Cruise on the Seine in Paris

Photo by Katie Botkin.

A Letter from Katie Botkin in France:

In Paris, I’m attending Localization World, which is basically concerned with how to make money in other languages, or at least other cultures. Part of the backstage production involves how to get attendees from the conference venue to our cruise for dinner. We’re paying nearly 100 euros for this dinner cruise on Le Paquebot, supposedly the biggest ship on the Seine, so we’re expecting good service.

There are busses all arranged, and I go down and find them outside the Palais des Congres without too much trouble. So far, so good. I jump in. It’s egregiously hot inside, and the Italian man across from me starts to complain. I run to the front of the bus and ask the driver to turn the air on. He obliges, and we’re off.

We pass the Arc de Triomphe, and make our way to the Eiffel tower. We descend to a small quay and the driver stops. Everyone gets out. Unfortunately, where there should be a luxurious dinner boat, there is nothing. Everyone stands around waiting for something to happen. I go off to the nearest boat to see if maybe they’ve forgotten to put out the welcome sign for us, but it’s locked. By the time I get back, someone has figured out that we’re on the wrong quay. The bus driver is attempting to explain this in English, but it isn’t working very well. I step in, and he switches to French, pointing down to where the boat is actually waiting. I can’t go there easily in a bus, he tells me, but it’s a three-minute walk, just on the other side of the Parisian miniature of the Statue of Liberty.

So I lead the crowd to the boat, where there’s a whole committee standing with plastered-on smiles and a strained look in their eye. We’re the first bus to make it to the destination, which is not a promising sign.

We wait for awhile, and others trickle in, some on foot, some by way of the busses. Apparently, their busses got lost as well, but the drivers were able to work it out to close proximity. Soon, there is only one bus missing. Someone checks Twitter. There’s a tweet from a passenger: the bus has gotten stopped by the police because the driver was talking on his cell phone trying to work out where exactly the quay was. At this point, a group of passengers decided to take matters into their own hands, got off the bus in the middle of traffic, and started walking. In the wrong direction.

Chastised by the police, but duly notified of where to go, the last bus driver escorts his remaining passengers to the boat. They get out. The welcome committee waits for the last twenty people or so, nervously checking the time. The boat is almost two hours behind schedule. It starts to rain. Ten more minutes, they say. We’re only waiting ten more minutes.

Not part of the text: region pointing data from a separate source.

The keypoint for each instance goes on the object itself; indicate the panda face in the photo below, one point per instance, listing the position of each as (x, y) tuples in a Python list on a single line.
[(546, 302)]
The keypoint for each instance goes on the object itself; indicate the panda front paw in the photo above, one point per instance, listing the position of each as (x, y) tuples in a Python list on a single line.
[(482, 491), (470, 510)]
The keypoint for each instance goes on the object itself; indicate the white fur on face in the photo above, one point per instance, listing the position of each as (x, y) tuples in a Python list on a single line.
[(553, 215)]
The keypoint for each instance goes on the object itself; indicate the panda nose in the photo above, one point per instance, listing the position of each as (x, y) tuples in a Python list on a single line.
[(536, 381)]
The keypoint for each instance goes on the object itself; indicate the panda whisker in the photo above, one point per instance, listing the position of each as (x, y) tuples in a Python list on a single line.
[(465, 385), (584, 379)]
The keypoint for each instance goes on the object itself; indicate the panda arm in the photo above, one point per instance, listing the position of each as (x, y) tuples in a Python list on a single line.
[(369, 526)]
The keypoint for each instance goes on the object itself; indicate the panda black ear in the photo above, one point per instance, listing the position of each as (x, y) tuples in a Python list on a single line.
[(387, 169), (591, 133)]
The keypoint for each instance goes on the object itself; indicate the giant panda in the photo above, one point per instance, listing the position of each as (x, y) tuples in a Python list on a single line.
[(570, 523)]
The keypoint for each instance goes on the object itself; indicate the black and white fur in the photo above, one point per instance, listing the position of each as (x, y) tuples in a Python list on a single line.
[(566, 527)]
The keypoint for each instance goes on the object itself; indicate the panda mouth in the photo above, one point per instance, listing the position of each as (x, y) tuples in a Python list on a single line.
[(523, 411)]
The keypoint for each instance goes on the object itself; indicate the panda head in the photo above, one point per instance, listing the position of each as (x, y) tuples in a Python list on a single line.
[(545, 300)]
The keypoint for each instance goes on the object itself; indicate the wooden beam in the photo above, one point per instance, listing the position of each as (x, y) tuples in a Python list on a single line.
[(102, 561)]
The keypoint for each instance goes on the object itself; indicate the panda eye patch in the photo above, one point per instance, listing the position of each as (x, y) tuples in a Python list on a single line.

The last twenty appear down the alleyway, dressed for dinner in their heels and ruffles. They approach, clop-clop-clop, and march down the gangplank, plunk-plunk-plunk. They are hungry, as is everyone else, but dinner hasn’t been served yet, because the boat hasn’t left.

When it is served, it’s a bit sparse, although it’s tasty. We float past Notre Dame, we float under the Pont Neuf, we have prolonged views of the glittering Eiffel tower. I decide that the price of entry must have been for the experience. Paris by night isn’t bad, even in the rain.